Achatz loves the intrigue, loves the twists and turns that he and his team create in the kitchen. “The guest has the aha moment when they feel that they have discovered something. It is like being a kid and opening a present at Christmas,” he says.
The start in a professional kitchen was not so promising. He had left Charlie Trotter completely broken only to find a job with Thomas Keller of the French Laundry where he rubbed shoulders with the master and he dedicated himself to learn how to cook like Keller. It was here that Achatz became passionate about the pursuit of perfection.
Thanks to Keller, he managed to go to Ferran Adria for a week and on his arrival was asked to dine in the restaurant. “It felt like I was on Mars. I was excited to go down the path of exploration. I knew I had to leave the French Laundry so that I would not be confined by rules,” he said.
The opening of Alinea with his business partner Nick Kokonas came after the latter experienced his cooking at Trio. It was here that Achatz discovered that he had a white dot on his tongue which was later diagnosed as a very serious form of cancer. At first he was dejected and was sure he would die gracefully refusing treatment but when a university approached him to carry out an experimental clinical trial his fate changed. He was given a 70% survival rate and in two days he went from accepting the fact that he was going to die to going for chemotherapy.

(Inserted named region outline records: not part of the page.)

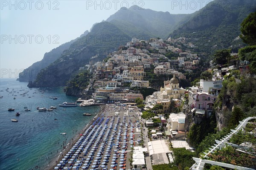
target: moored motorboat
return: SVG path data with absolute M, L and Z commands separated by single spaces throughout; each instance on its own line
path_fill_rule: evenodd
M 47 109 L 45 108 L 38 108 L 38 110 L 39 111 L 47 111 Z
M 83 115 L 84 115 L 84 116 L 91 116 L 92 114 L 91 113 L 84 113 L 84 114 L 83 114 Z

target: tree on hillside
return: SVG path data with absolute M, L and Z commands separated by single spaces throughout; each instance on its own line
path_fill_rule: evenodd
M 135 99 L 135 102 L 137 105 L 138 108 L 141 109 L 145 107 L 145 105 L 143 104 L 143 100 L 140 97 L 138 97 Z
M 239 37 L 249 45 L 256 45 L 256 11 L 251 13 L 241 24 Z
M 135 103 L 137 105 L 142 105 L 143 104 L 143 100 L 140 97 L 137 97 L 135 99 Z
M 227 63 L 230 58 L 230 50 L 222 49 L 215 51 L 213 62 L 221 66 Z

It was not an easy period. During the 12 weeks of chemotherapy, he would wake up at 5.30am, then go to he restaurant to do the restaurant preparations, go for a second round of chemotherapy and then be ready for service.
In the process, he lost his sense of taste and the doctors could not tell him with a sense of certainty whether we would be able to taste again.
His colleagues say that being sick taught him how to be a chef. “He was creating food without even touching it.”
He recovered his sense of taste slowly and Achatz says that this was similar to how children learn to taste. “When we are born we have a very limited ability to perceive flavour. I got the experience of a childn and my whole world as a chef changed. I was on fire with an amount of energy I never had before. I got a second chance and did not want to screw it up.”
Like the episodes in the first series, this is a must watch for food lovers. Prepare to be amazed. Prepare to be tempted to book a trip to Chicago. And if you are in Europe, you will be ruing the fact that you missed the chance to experience Achatz’s magic which he replicated at a pop-up restaurant in Madrid while the restaurant was being refurbished.